You need to prove that for $i=k+1$: $$\sum^{i=k+1}_{i=1} i^3=\color{blue}{\frac{(k+1)^2 (k+2)^2}{4}}$$ To do this you cannot use: $$\sum^{i=n}_{i=1} i^3=\color{red}{\frac{n^2 (n+1)^2}{4}}$$ as this is what you are trying to prove.

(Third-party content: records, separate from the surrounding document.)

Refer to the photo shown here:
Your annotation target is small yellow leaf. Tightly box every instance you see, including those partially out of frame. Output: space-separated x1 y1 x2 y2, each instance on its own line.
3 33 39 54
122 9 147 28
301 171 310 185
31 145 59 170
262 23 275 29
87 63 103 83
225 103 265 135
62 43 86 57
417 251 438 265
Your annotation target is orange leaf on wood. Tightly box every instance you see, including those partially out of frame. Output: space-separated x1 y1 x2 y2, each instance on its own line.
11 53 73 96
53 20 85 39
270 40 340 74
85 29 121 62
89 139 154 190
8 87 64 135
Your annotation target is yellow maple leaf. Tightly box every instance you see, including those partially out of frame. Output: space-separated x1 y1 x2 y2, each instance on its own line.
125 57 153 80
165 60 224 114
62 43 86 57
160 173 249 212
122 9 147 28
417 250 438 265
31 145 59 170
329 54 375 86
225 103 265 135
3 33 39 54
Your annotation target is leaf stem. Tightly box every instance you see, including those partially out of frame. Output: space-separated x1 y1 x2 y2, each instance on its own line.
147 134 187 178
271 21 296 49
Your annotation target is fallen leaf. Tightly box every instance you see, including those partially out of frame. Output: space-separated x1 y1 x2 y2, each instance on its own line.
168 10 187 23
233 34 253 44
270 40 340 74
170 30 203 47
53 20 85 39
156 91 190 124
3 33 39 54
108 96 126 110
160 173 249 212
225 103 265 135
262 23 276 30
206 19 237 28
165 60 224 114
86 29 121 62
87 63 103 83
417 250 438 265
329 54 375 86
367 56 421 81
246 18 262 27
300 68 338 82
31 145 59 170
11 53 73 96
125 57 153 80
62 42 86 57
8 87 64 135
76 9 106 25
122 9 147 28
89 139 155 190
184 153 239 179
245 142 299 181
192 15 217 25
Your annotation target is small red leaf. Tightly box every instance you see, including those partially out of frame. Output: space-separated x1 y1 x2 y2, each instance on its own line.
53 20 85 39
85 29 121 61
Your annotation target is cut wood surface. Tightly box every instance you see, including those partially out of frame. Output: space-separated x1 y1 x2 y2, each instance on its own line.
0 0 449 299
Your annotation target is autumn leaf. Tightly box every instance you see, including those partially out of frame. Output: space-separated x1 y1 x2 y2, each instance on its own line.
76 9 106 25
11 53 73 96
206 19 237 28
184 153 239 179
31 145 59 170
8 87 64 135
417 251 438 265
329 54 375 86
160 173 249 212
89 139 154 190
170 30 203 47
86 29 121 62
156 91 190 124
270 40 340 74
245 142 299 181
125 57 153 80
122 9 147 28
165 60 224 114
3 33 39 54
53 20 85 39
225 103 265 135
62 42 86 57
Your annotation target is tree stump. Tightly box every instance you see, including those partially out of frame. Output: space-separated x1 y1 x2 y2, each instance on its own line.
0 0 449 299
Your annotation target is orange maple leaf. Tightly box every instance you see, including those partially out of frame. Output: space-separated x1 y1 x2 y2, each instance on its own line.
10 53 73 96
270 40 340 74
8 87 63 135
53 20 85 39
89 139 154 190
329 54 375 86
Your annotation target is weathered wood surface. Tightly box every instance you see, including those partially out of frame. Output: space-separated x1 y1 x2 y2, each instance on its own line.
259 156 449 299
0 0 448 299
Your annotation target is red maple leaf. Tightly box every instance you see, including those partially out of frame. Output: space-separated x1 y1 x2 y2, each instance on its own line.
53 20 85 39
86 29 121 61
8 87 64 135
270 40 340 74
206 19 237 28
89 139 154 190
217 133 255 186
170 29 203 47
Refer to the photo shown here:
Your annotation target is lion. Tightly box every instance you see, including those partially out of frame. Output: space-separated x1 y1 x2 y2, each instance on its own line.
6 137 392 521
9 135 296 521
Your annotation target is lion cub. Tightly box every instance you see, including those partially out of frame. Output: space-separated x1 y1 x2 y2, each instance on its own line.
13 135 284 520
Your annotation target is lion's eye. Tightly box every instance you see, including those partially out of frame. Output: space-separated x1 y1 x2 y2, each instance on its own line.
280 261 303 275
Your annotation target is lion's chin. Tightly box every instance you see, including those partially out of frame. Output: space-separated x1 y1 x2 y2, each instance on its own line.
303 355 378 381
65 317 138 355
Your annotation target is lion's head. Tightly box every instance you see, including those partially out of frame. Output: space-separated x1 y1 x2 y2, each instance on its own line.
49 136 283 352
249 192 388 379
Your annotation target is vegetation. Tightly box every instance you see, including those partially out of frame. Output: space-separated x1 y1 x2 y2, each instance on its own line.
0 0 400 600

So what you do instead is notice that: $$\sum^{i=k+1}_{i=1} i^3= \underbrace{\frac{k^2 (k+1)^2}{4}}_{\text{sum of k terms}} + \underbrace{(k+1)^3}_{\text{(k+1)th term}}$$ $$\sum^{i=k+1}_{i=1} i^3= (k+1)^2\left(\frac{1}{4}k^2+(k+1)\right)$$ $$\sum^{i=k+1}_{i=1} i^3= (k+1)^2\left(\frac{k^2+4k+4}{4}\right)$$ $$\sum^{i=k+1}_{i=1} i^3= (k+1)^2\left(\frac{(k+2)^2}{4}\right)=\color{blue}{\frac{(k+1)^2 (k+2)^2}{4}}$$

Which is the relation we set out to prove. So the method is to substitute $i=k+1$ into the formula you are trying to prove and then use the inductive assumption to recover the $\color{blue}{\mathrm{blue}}$ equation at the end.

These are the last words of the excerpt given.